Turkey's Banking Regulation and Supervision Agency (BDDK) said Tuesday it will exempt international development banks from some restrictions on access to Turkish lira liquidity, as part of a normalization process that the country has entered following a series of regulations that aimed to ease the COVID-19 outbreak's effects on the economy.
International development banks that open a lira account with domestic banks will be allowed to conduct swaps transactions involving buying liras with the Development Investment Bank of Turkey and in the FX swap market at the Borsa Istanbul Stock Exchange (BIST).
They will also be allowed to conduct repo and reverse repo transactions at the bourse, and lira depo transactions with domestic banks.

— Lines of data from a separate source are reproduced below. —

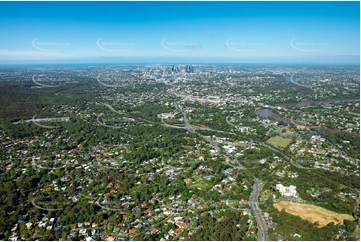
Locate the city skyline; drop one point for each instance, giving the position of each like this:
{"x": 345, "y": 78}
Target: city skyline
{"x": 179, "y": 32}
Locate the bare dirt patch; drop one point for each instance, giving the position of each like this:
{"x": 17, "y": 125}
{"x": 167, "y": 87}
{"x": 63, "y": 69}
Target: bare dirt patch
{"x": 312, "y": 213}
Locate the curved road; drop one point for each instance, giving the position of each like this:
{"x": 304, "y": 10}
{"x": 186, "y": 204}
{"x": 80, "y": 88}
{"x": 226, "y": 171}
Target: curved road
{"x": 262, "y": 229}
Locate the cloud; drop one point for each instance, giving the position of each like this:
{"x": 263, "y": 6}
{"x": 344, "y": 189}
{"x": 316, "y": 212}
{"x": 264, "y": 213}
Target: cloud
{"x": 32, "y": 55}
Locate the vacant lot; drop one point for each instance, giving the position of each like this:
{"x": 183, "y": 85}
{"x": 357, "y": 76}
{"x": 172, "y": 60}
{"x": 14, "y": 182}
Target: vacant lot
{"x": 312, "y": 213}
{"x": 198, "y": 182}
{"x": 278, "y": 141}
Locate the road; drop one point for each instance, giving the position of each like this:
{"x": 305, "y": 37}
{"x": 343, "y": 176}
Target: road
{"x": 286, "y": 157}
{"x": 262, "y": 229}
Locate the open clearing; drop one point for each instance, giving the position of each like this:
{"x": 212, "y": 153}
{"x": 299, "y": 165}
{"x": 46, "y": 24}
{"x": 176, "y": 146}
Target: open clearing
{"x": 312, "y": 213}
{"x": 199, "y": 183}
{"x": 279, "y": 141}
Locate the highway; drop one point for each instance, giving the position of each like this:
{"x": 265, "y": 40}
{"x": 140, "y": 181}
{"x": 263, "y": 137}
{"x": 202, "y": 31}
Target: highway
{"x": 262, "y": 228}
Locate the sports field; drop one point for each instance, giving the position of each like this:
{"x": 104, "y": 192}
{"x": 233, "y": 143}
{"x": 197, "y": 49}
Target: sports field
{"x": 312, "y": 213}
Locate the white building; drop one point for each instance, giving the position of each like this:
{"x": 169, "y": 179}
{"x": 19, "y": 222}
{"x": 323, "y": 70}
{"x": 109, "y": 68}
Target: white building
{"x": 286, "y": 191}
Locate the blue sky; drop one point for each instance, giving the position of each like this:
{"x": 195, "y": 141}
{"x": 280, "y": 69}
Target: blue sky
{"x": 239, "y": 32}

Initially in April, the banking watchdog said it was slashing the limit for banks' foreign exchange swap, forward and options transactions with foreign entities from 10% to 1% of a bank's equity to support measures taken to protect financial stability and manage risks raised by the coronavirus pandemic.
Later in May, it limited banks' Turkish currency placements, depo and repo transactions, and loans with foreign financial institutions to 0.5% of their legal capital.
In order to ensure that the lira securities are effectively and efficiently traded, the BDDK decided to exempt the institutions to be determined by the watchdog among the foreign central custody institutions defined in the capital market legislation.
Based on this decision, the Euroclear Bank and Clearstream Banking were exempted from the restrictions in question by the BDDK.